Wenn es ums Fahren geht, dann gehört die Mille Miglia zum Besten, was ich je absolviert hatte! Es war strapaziös, unfassbar schwierig, nicht zuletzt, weil ich in einem Jaguar C-Type teilnahm. Trotzdem eine unvergessliche Erfahrung.
Was ist das schlechteste Auto, das du je getestet hast?

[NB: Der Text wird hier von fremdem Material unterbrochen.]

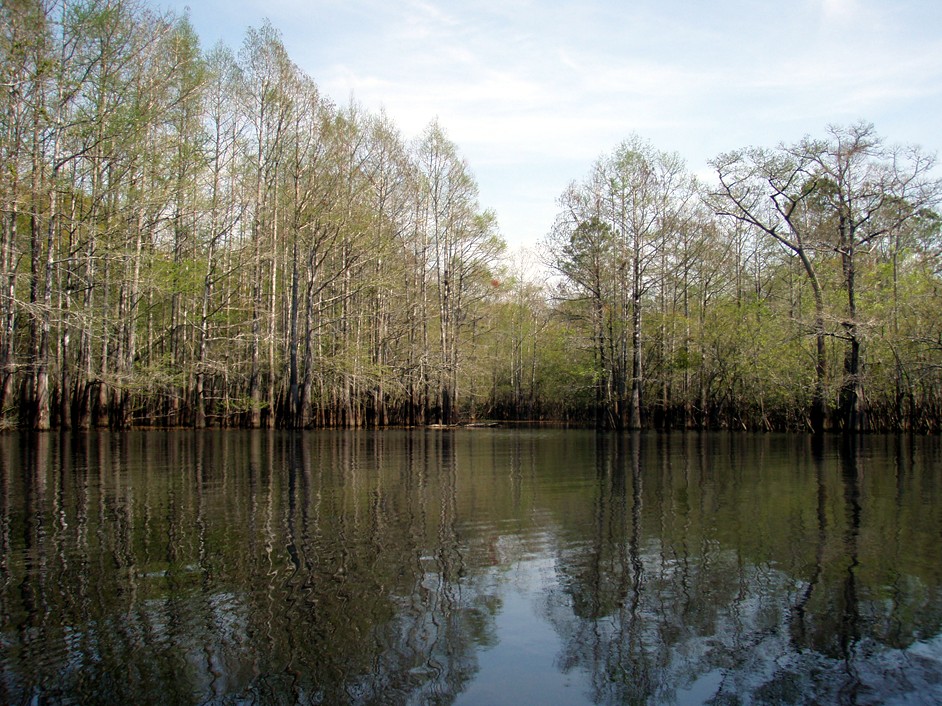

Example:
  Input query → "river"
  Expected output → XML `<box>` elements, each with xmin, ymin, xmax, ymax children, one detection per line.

<box><xmin>0</xmin><ymin>429</ymin><xmax>942</xmax><ymax>706</ymax></box>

Der Alfa 4C. Wenn er an Wert gewinnt, dann nur, weil die Menschen seine Mängel schätzen. Er ist auch nur der schlechteste wegen des ganzen Hype vorher. Sie machten so viele Versprechungen über das Comeback von Alfa! Dann bin ich den 4C gefahren: Die Sitze waren unbequem, die Schaltung fürchterlich. Insgesamt ein lückenhaftes Paket. Gemessen an dem Preis, den man für das Auto bezahlte – wirklich shocking. Es ist diese enttäuschte, nicht eingelöste Hoffnung, die meine Antwort ist auf das schlechteste Auto, das je gebaut wurde. Es ist nicht einmal die Schuld von Alfa Romeo. Sie haben versucht, ihr Bestes mit den zur Verfügung stehenden Ressourcen zu geben, aber diese Bemühung war nicht gut genug. Eine gebrauchte Lotus Elise zum halben Preis wäre besser.
Reden wir vom Three Wheeler. Wann hast du ihn gekauft und was hat es mit dem Namen auf sich?

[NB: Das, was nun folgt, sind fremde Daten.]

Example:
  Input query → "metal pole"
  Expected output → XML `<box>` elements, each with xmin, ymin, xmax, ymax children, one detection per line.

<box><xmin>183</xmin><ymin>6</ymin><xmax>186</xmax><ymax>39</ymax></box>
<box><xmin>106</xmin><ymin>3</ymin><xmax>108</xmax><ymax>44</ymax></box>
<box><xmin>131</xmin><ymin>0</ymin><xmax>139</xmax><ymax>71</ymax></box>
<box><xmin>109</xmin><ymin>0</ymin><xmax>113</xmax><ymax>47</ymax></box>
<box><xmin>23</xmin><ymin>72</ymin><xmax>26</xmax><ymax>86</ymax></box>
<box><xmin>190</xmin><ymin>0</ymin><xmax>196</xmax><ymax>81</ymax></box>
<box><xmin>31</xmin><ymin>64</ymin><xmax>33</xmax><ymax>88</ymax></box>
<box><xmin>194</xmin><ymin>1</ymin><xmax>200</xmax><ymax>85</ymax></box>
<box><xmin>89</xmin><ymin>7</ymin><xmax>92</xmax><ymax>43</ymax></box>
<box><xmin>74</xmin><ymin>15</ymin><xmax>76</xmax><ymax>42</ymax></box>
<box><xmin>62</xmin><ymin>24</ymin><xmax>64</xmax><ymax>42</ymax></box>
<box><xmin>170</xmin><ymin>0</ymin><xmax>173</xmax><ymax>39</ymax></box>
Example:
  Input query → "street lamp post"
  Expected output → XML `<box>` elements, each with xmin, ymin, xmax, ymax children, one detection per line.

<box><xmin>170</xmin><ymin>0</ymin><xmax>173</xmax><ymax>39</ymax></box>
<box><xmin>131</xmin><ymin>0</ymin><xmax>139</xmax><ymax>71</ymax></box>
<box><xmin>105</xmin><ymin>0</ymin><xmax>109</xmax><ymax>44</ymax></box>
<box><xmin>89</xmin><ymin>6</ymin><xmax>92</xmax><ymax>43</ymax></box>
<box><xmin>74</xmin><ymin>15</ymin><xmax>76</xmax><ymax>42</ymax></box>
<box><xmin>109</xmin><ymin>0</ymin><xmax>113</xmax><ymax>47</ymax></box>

Ich hatte einen für XCAR getestet. Morgan war einer der ersten Hersteller, die das XCAR-Projekt unterstützten, als ich dazu kam – und ich war erst der dritte Mitarbeiter. Morgan sagte uns: „Kommt vorbei und fahrt einen Plus 8.“ Als wir dort waren, hatten sie keinen, also fragten sie: „Wie wär´s mit einem Three Wheeler?“
Wir haben ein Interview mit Charles Morgan über seinen Aeromax gemacht. Es hat ihnen so gut gefallen, dass sie uns – in Maßen – freie Hand gaben. Eins führte zum anderen und ich bekam irgendwann einen Three Wheeler und dazu eine Kartbahn, um einen Film zu drehen. Es hat so viel Spaß gemacht und ich habe mich in dieses Auto verliebt.
Ein paar Jahre später war ich in der Lage, mir einen leisten zu können. Also bin ich zum Werk gefahren, habe einen Three Wheeler konfiguriert und ihn einen Tag vor meinem 30. Geburtstag abgeholt. Er sollte entweder Racing Green mit rotem Leder sein oder lila mit schwarzem Leder. Und er musste unbedingt ein Gesicht haben, weil diese Haifischfront einfach urkomisch ist.

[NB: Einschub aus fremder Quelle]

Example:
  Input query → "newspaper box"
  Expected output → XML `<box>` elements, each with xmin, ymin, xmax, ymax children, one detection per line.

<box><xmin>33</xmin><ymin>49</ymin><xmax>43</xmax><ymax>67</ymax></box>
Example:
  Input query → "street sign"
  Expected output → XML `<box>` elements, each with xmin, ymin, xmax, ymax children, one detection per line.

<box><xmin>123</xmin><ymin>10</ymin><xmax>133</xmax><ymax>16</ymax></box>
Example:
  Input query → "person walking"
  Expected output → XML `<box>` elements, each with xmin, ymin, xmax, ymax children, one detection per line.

Ich zeigte die Renderings meiner Mutter und sie freute sich: „Aber das ist ja wie Genevieve!“ Genevieve ist diese Fünfziger Jahre-Komödie aus den Ealing Studios über die London-Brighton-Rallye mit dem RAC-Club in historischen Autos. Es geht um diesen Londoner Anwalt, der sich mit seinem Rivalen Ambrose misst und einen lila Darraq von 1904 namens Genevieve steuert. Als kleiner Junge liebte ich diesen Film. Also bin ich wieder zu Morgan gefahren und habe ihnen gesagt, dass mein Three Wheeler in lila lackiert werden muss.
Nachdem ich mein Auto abgeholt hatte, war ich bei Morgan, um etwas zu korrigieren und arbeitete daran in ihrem Café. Das Morgan-Team kam an meinen Tisch und sagte: „Ihr Auto wäre soweit!“ Sie hatten die Armaturentafel mit einer anderen ersetzt, auf der in Lasergravur „Genevieve“ – in derselben Schriftart wie der Kinotitel – geschrieben stand. Dieses Auto würde fortan Genevieve heißen. Eine wirklich tolle Note.
Ich erinnere mich, dass ich eines Abends auf der M40 nach Hause fuhr, was nicht ganz einfach war, weil beim Neuwagen die Umdrehungen durch den Motor beschränkt wurden. Die Reise zurück nach London dauerte dreieinhalb Stunden und ich beschloss eine Abkürzung durch Knightsbridge zu nehmen. Da war ich also, saß in meinem kleinen lila Auto und ein Mann fuhr zu mir auf und ließ seinen Ferrari California mächtig aufdrehen. Alle Augen waren aber auf meinen Morgan gerichtet und er sah nicht glücklich aus. Man kann einen Lamborghini oder Ferrari auf der Straße parken, aber sobald auch ein Three Wheeler dort steht, rückt er in den Mittelpunkt. Leider mögen ihn auch die Hunde…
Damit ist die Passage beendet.